Re: Cores and and ranking (search quality)

2015-03-10 Thread johnmunir
Thanks Walter.

The design decision I'm trying to solve is this: using multiple cores, will my 
ranking be impacted vs. using single core?

I have records to index and each record can be grouped into object-types, such 
as object-A, object-B, object-C, etc.  I have a total of 30 (maybe more) 
object-types.  There may be only 10 records of object-A, but 10 million records 
of object-B or 1 million of object-C, etc.  I need to be able to search against 
a single object-type and / or across all object-types.

From my past experience, in a single core setup, if I have two identical 
records, and I search on the term  XYZ that matches one of the records, the 
second record ranks right next to the other (because it too contains XYZ).  
This is good and is the expected behavior.  If I want to limit my search to an 
object-type, I AND XYZ with that object-type.  So all is well.

What I'm considering to do for my new design is use multi-cores and distributed 
search.  I am considering to create a core for each object-type: core-A will 
hold records from object-A, core-B will hold records from object-B, etc.  
Before I can make a decision on this design, I need to know how ranking will be 
impacted.

Going back to my earlier example: if I have 2 identical records, one of them 
went to core-A which has 10 records, and the other went to core-B which has 10 
million records, using distributed search, if I now search across all cores on 
the term  XYZ (just like in the single core case), it will match both of 
those records all right, but will those two records be ranked next to each 
other just like in the single core case?  If not, which will rank higher, the 
one from core-A or the one from core-B?

My concern is, using multi-cores and distributed search means I will give up on 
rank quality when records are not distributed across cores evenly.  If so, than 
maybe this is not a design I can use.

- MJ

-Original Message-
From: Walter Underwood [mailto:wun...@wunderwood.org] 
Sent: Tuesday, March 10, 2015 2:39 PM
To: solr-user@lucene.apache.org
Subject: Re: Cores and and ranking (search quality)

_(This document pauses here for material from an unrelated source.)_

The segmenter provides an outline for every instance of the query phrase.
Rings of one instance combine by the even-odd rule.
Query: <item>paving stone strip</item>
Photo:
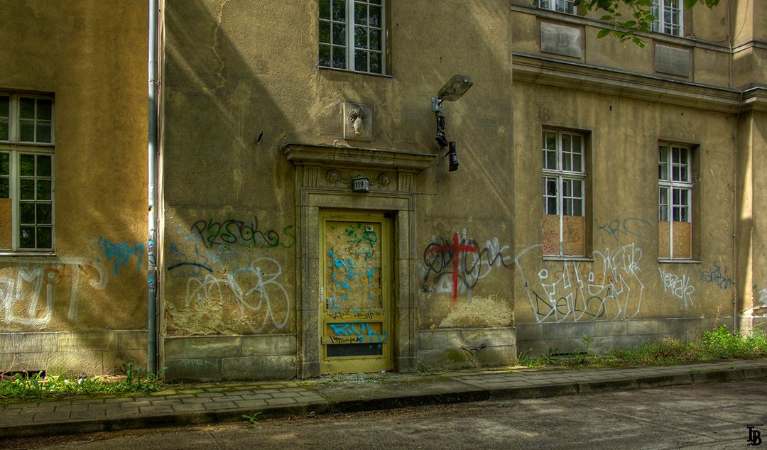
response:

On Mar 10, 2015, at 10:17 AM, johnmu...@aol.com wrote:

 If I have two cores, one core has 10 docs another has 100,000 docs.  I then 
 submit two docs that are 100% identical (with the exception of the unique-ID 
 fields, which is stored but not indexed) one to each core.  The question is, 
 during search, will both of those docs rank near each other or not? […]
 
 Put another way: are docs from the smaller core (the one has 10 docs only) 
 rank higher or lower compared to docs from the larger core (the one with 
 100,000) docs?

These are not quite the same question.

tf.idf ranking depends on the other documents in the collection (the idf term). 
With 10 docs, the document frequency statistics are effectively random noise, 
so the ranking is unpredictable.

Identical documents should rank identically, but whether they are higher or 
lower in the two cores depends on the rest of the docs.

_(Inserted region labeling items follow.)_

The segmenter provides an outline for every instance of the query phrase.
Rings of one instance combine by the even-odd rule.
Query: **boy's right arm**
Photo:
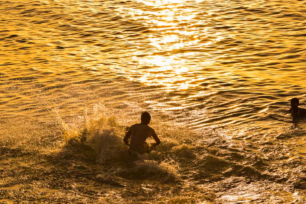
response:
[[[153,132],[152,133],[152,137],[155,140],[155,141],[156,142],[153,144],[153,146],[157,146],[157,145],[159,145],[160,144],[160,140],[159,140],[159,138],[158,138],[158,137],[157,136],[157,135],[156,134],[156,133],[155,132],[155,131],[154,131],[154,130],[152,129],[153,130]]]
[[[132,127],[129,129],[129,131],[125,134],[125,136],[123,138],[123,142],[125,143],[128,146],[129,146],[129,139],[131,137],[131,135],[132,134]]]

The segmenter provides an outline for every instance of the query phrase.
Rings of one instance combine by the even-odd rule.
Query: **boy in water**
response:
[[[291,108],[289,110],[293,117],[304,117],[306,116],[306,109],[298,108],[299,105],[299,99],[297,98],[293,98],[290,101]]]
[[[135,124],[130,128],[123,138],[123,141],[129,146],[129,151],[131,154],[137,152],[140,154],[148,153],[152,147],[160,144],[160,140],[157,137],[155,131],[148,124],[151,120],[151,116],[147,112],[141,114],[141,123]],[[156,142],[153,144],[151,148],[149,147],[146,140],[152,136]],[[131,141],[129,143],[129,139]]]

idf statistics don’t settle down until at least 10K docs. You still sometimes 
see anomalies under a million documents. 

What design decision do you need to make? We can probably answer that for you.

wunder
Walter Underwood
wun...@wunderwood.org
http://observer.wunderwood.org/  (my blog)

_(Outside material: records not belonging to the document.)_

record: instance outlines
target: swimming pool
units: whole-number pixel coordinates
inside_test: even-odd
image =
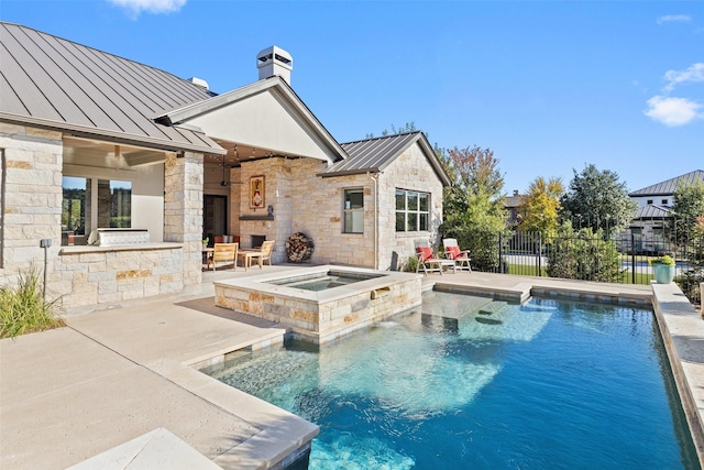
[[[382,277],[382,274],[351,273],[330,270],[328,272],[320,272],[310,275],[271,281],[270,284],[318,292],[377,277]]]
[[[651,311],[424,294],[217,379],[318,425],[310,468],[698,468]]]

Re: Cores and and ranking (search quality)

2015-03-10 Thread Walter Underwood
If the documents are distributed randomly across shards/cores, then the 
statistics will be similar in each core and the results will be similar.

If the documents are distributed semantically (say, by topic or type), the 
statistics of each core will be skewed towards that set of documents and the 
results could be quite different.

Assume I have tech support documents and I put all the LaserJet docs in one 
core. That term is very common in that core (poor idf) and rare in other cores 
(strong idf). But for the query “laserjet”, all the good answers are in the 
LaserJet-specific core, where they will be scored low.

An identical document that mentions “LaserJet” once will score fairly low in 
the LaserJet-specific collection and fairly high in the other collection.

Global IDF fixes this, by using corpus-wide statistics. That’s how we ran 
Infoseek and Ultraseek in the late 1990’s.

Random allocation to cores avoids it.

If you have significant traffic directed to one object type AND you need peak 
performance, you may want to segregate your cores by object type. Otherwise, 
I’d let SolrCloud spread them around randomly and filter based on an object 
type field. That should work well for most purposes.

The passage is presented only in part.